Each senior has an unforgettable journey of personal evolution and education behind them, and the final episode is a tying up of loose ends and new directions. There is a marked absence of slushee-throwing and John Stamos appearances (although an Uncle Jessie jab is squeezed in by Gloria Estefan); but the understated, emotional goodbyes, and musical performances are a sobering peak at reality once the high school bubble has popped.


Kurt is one of many seniors who found himself through New Directions. He started the series fearfully coming out to his dad and ends it with his dad's full acceptance. The surprise performance of "All the Single Ladies" by Burt (Mike O'Malley) for his son is a perfect graduation gift. It's the anthem that ended the football team's losing streak and gave Kurt the fortitude to be himself. It's an encouraging example for viewers and future generations at McKinley High.

New Directions

Some "Glee" seniors have heartrending decisions to make and others have more defined futures. Mercedes (Amber Riley) is being signed to an indie label in L.A. as a backup singer, Mike (Harry Shum Jr.) is joining Chicago's Joffrey Ballet, Santana (Naya Rivera) knows she definitely doesn't see college in her future, Quinn (Dianna Agron) finds compassion and the Ivy League, and Brittany is resigned to repeating senior year.

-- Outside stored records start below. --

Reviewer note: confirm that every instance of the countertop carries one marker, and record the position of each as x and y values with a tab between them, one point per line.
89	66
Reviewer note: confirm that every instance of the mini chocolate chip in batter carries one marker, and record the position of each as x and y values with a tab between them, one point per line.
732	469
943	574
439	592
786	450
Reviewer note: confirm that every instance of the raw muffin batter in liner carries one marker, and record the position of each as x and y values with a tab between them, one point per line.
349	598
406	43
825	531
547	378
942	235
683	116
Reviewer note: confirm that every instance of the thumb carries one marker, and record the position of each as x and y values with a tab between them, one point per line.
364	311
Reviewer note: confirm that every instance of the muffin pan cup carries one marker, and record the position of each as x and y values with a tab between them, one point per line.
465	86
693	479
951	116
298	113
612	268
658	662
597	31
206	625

Two major finale shockers come with Finn (Cory Monteith) and Rachel's (Lea Michele) marred marriage plans and the chink Sue Sylvester (Jane Lynch) finally shows in her armor. Finn learns that love means letting go, and sacrifice might be the most honorable road to take. Sue's heart-to-heart with Quinn illustrates she recognizes her own defects and can appreciate the good in others.

The cameo by "Inside the Actor's Studio's" James Lipton is a treat for fans of his celebrity retrospectives. It also ties in with the Actors Studio Drama School at Pace University, where Kurt, Finn, and Rachel are hoping to gain admission.

New Beginnings

"Glee" kicked off this wild ride of musical remakes and hormonal melodrama in 2009 with Journey's "Don't Stop Believing" and retires its senior class to Bruce "The Boss" Springsteen's "Glory Days." It's a succinct summation of growing up and a nod to the legacy the founding members of New Directions leave behind.

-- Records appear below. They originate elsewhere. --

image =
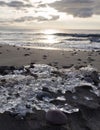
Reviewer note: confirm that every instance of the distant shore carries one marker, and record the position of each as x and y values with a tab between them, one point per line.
19	56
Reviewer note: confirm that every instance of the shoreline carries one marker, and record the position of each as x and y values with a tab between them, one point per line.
85	103
20	56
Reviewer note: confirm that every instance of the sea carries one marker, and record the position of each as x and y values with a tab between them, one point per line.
19	88
52	38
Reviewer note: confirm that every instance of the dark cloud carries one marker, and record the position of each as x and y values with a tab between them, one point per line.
78	8
39	18
15	4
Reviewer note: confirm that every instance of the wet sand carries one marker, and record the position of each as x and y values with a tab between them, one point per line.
17	56
88	118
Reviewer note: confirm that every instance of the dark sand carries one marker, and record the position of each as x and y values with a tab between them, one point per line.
15	56
88	118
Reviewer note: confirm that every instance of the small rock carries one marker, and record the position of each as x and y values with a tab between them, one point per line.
42	95
56	117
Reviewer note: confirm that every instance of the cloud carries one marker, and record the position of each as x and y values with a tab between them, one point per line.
15	4
38	18
78	8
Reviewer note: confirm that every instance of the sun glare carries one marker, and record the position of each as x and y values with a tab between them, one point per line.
50	31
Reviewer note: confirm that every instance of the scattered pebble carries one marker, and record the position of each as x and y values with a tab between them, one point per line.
56	117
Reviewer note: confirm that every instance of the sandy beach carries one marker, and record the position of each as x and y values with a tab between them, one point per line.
19	56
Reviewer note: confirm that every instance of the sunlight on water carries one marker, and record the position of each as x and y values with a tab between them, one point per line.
50	31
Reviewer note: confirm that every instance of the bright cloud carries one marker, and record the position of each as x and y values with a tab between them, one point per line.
51	12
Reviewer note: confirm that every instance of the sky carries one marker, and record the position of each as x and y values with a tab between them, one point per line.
55	14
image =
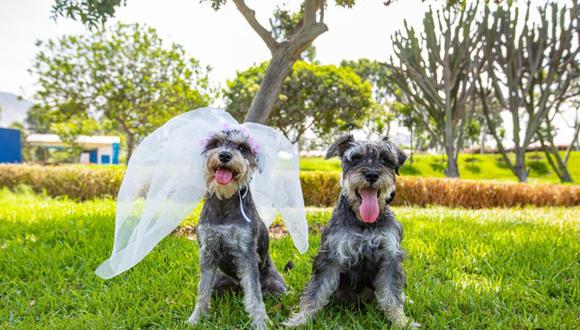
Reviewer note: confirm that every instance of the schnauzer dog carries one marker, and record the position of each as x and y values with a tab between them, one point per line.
360	251
233	240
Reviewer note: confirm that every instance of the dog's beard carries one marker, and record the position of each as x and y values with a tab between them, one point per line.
224	180
367	200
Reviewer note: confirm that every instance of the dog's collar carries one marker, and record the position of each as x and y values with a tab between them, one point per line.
242	203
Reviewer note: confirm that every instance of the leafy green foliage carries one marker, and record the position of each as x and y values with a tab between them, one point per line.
324	98
124	79
91	12
472	167
512	268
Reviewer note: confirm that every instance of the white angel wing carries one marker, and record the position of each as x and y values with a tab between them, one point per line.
163	183
276	188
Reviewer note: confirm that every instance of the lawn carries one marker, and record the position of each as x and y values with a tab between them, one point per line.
500	268
471	166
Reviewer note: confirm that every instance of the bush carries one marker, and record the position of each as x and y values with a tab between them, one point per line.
319	188
76	182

The torch is passed off to the next generation of song birds, and viewers will likely adapt. Much like the U.K. series "Skins," which changes casts every two seasons, "Glee" could maintain its popularity for many more seasons. Besides, the clash of the titans between mega villain coaches Sue and Roz ("The Real Housewives of Atlanta's" NeNe Leakes) is one attraction few fans want to miss in the already confirmed fourth season.